Close to 36% of the respondents surveyed in 2024 as compared to 32% in 2023 said they will prefer hybrids or PHEVs as compared to 10% for BEVs. Compared to 2023 the jump in the number of those favoring hybrids is 4 percentage points – double of what is seen among those likely to opt for EVs. Also, there’s an overall growing intent to buy a non-traditional engine vehicle-53% in 2024 compared to 49% in 2023 over petrol and diesel.
The intent to buy hybrids over pure battery electric vehicles comes to the fore even as EVs benefit from state as well as central government funded incentives which in turn has allowed manufacturers to price them better as compared to hybrids. This is despite the hybrids costing more than EVs. “People want to buy hybrids over EVs as it offers peace of mind that EVs can’t,” says Rajeev Singh, partner and consumer industry leader, Deloitte Asia Pacific.
PHEVs use batteries to power an electric motor and another fuel, such as petrol or diesel, to power an internal combustion engine (ICE). PHEVs can be charged using a wall outlet or charging equipment, by the ICE, or through regenerative braking.
“For a market like India, where charging infrastructure is still underdeveloped, the government should at least incentivize PHEVs which offer the benefits similar to an EV-can be charged at home and can be switched to the ICE mode in the event of the vehicle running out of charge,” he added. To be sure, owing to the policy thrust on EVs most automakers with the exception of the Japanese, are relying solely on EVs to attain the carbon reduction goals.

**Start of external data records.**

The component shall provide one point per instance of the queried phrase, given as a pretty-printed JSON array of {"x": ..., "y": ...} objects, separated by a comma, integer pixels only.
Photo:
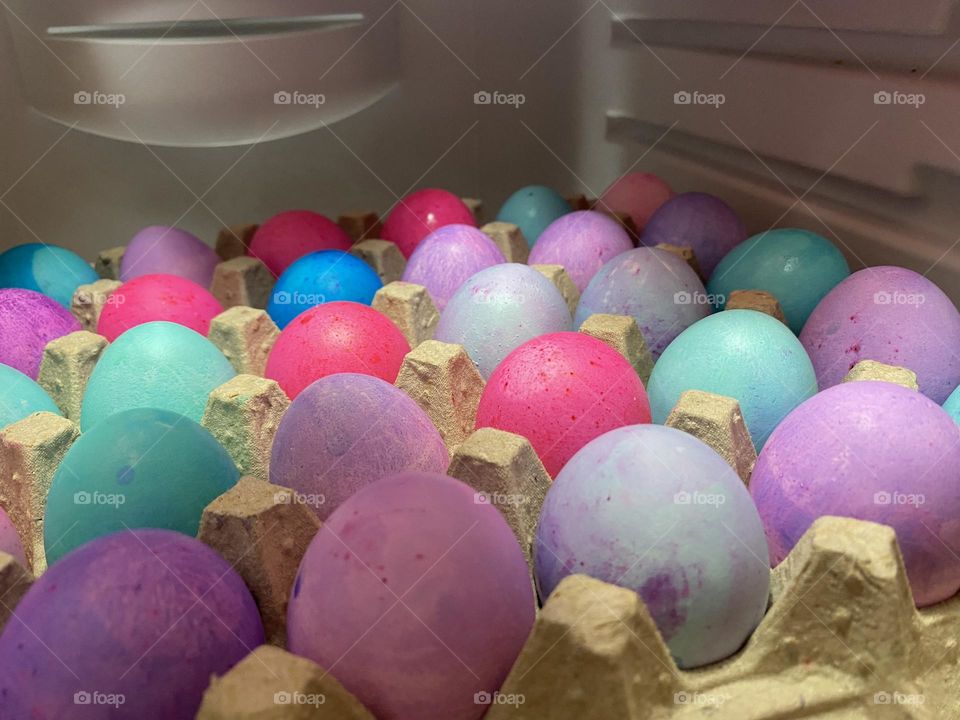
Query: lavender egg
[
  {"x": 872, "y": 451},
  {"x": 160, "y": 249},
  {"x": 655, "y": 287},
  {"x": 346, "y": 431},
  {"x": 891, "y": 315},
  {"x": 130, "y": 625},
  {"x": 447, "y": 257},
  {"x": 656, "y": 510},
  {"x": 582, "y": 242}
]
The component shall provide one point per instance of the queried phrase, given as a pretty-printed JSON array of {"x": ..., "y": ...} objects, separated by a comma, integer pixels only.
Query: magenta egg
[{"x": 415, "y": 596}]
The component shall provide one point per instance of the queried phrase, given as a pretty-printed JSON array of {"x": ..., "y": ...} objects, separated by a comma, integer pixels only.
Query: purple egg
[
  {"x": 873, "y": 451},
  {"x": 891, "y": 315},
  {"x": 582, "y": 242},
  {"x": 699, "y": 221},
  {"x": 346, "y": 431},
  {"x": 415, "y": 596},
  {"x": 129, "y": 625},
  {"x": 160, "y": 249},
  {"x": 446, "y": 259},
  {"x": 28, "y": 321}
]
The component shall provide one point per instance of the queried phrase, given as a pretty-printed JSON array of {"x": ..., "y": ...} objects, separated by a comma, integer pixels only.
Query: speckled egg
[
  {"x": 164, "y": 250},
  {"x": 28, "y": 321},
  {"x": 532, "y": 209},
  {"x": 797, "y": 267},
  {"x": 873, "y": 451},
  {"x": 377, "y": 430},
  {"x": 320, "y": 277},
  {"x": 159, "y": 365},
  {"x": 582, "y": 242},
  {"x": 560, "y": 391},
  {"x": 466, "y": 603},
  {"x": 700, "y": 221},
  {"x": 657, "y": 511},
  {"x": 149, "y": 298},
  {"x": 334, "y": 338},
  {"x": 47, "y": 269},
  {"x": 656, "y": 288},
  {"x": 289, "y": 235},
  {"x": 743, "y": 354},
  {"x": 131, "y": 625},
  {"x": 499, "y": 309},
  {"x": 891, "y": 315}
]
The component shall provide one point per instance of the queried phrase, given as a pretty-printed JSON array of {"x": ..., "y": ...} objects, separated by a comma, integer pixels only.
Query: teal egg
[
  {"x": 743, "y": 354},
  {"x": 142, "y": 468},
  {"x": 155, "y": 365},
  {"x": 21, "y": 396},
  {"x": 48, "y": 269},
  {"x": 798, "y": 267},
  {"x": 532, "y": 208}
]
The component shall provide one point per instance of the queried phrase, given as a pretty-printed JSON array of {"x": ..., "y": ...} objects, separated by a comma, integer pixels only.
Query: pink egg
[
  {"x": 157, "y": 297},
  {"x": 422, "y": 212},
  {"x": 290, "y": 235}
]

The Japanese manufacturers – Toyota, Suzuki and Honda are using a multi-powertrain strategy and have been asking for incentives to make hybrids more affordable. Even without the government, the incentives have continued to launch more affordable hybrid models which has helped in increasing the share of hybrids bringing it on par with EVs – from 0.5% in 2022 to 2% in 2023, as per industry estimates. Home-grown manufacturers like Tata Motors and Mahindra that have been investing heavily on EVs are against subsidizing hybrids.
The Deloitte study also shows that those intending to purchase an EV are not willing to pay significantly higher over ICE– 27% of the respondents intending to purchase ICE said they are willing to spend Rs15-25 lakh. This percentage was only 2 percentage points higher for those who intend to buy an EV. The trend is in contrast with a market like Japan where EV intenders are willing to pay a higher premium for EVs because of better affordability and environment consciousness, said Singh.
“In India, while buyers talk about environmentally friendly technology, not many are willing to pay when it comes to hitting the rubber to the road,” he said. For this reason, subsidies become important in bridging the gap. One of the reasons EV makers in India would want the incentives to continue over the next few years till EV penetration reaches 20%, he noted.